For comparison, several baseline approaches are also implemented for sentiment analysis and detection that are supervised approaches. The least mean square (LMS) loss function is used for the training phase of all the supervised techniques. The grid search was used for determining support vector machine (SVM) parameter settings. Using n-gram, as a feature extraction method, delivered better results as compared to using the bag-of-word (BOW) features. Long short-term memory (LSTM) model also performed well. The Adam optimizer, with a batch size of 50 and 100 epochs, is the hyperparameter settings for LSTM. The GLOVE word embedding was used. The best result, however, was delivered by our unsupervised aspect-based method for detecting negative sentiment tweets.

4 Conclusions

Hatred in society has spread, in recent times, to social media platforms that are now required to be monitored continuously to detect negative online posts that may trigger mishappenings like riots. In this work, twitter posts have been classified based on their negative content, using an aspect-based approach based on the sentiment scoring of a phrase and keyword combination, detected separately.
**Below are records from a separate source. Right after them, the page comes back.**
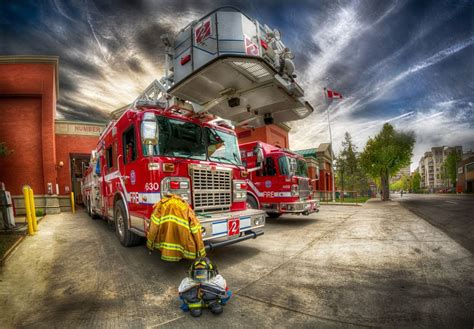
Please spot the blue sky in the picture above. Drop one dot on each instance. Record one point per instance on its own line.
(410, 63)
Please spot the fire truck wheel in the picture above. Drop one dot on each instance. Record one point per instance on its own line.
(274, 214)
(89, 207)
(251, 202)
(125, 237)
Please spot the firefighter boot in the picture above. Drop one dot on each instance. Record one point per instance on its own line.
(195, 312)
(216, 308)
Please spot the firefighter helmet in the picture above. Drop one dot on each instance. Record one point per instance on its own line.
(202, 270)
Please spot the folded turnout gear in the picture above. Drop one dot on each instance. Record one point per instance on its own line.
(175, 230)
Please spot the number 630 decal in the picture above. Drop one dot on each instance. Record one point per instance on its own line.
(152, 186)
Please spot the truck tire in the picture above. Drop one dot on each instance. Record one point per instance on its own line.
(89, 207)
(126, 238)
(251, 202)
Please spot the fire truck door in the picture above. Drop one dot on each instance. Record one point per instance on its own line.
(131, 167)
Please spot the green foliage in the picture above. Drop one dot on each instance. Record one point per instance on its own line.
(396, 186)
(450, 163)
(402, 184)
(349, 174)
(416, 182)
(386, 153)
(4, 150)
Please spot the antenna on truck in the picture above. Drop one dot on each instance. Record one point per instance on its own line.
(155, 95)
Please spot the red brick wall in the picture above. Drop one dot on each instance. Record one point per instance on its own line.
(20, 129)
(67, 145)
(19, 82)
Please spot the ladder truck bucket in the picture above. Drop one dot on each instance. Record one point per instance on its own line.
(231, 66)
Various text preprocessing techniques are initially used such as normalization, stemming, removal of stop words, spelling correction and replacing abbreviations with their full forms. Phrases and keywords are selected from a prioritized list involving POS tags, from each sentence. The SentiWordNet lexicon provides us with the sentiment scores of phrases and keywords that are summed up for each sentence of the tweet and nonlinearly transformed into a decision score for detecting the sentiment of the tweet. A negative decision score indicates a negative tweet. Higher classification accuracies on the benchmark SemEval 2013 dataset prove the superiority of our approach as compared to the state of the art. Inclusion of multilingual slang to detect negative content of tweets is the future scope of our work.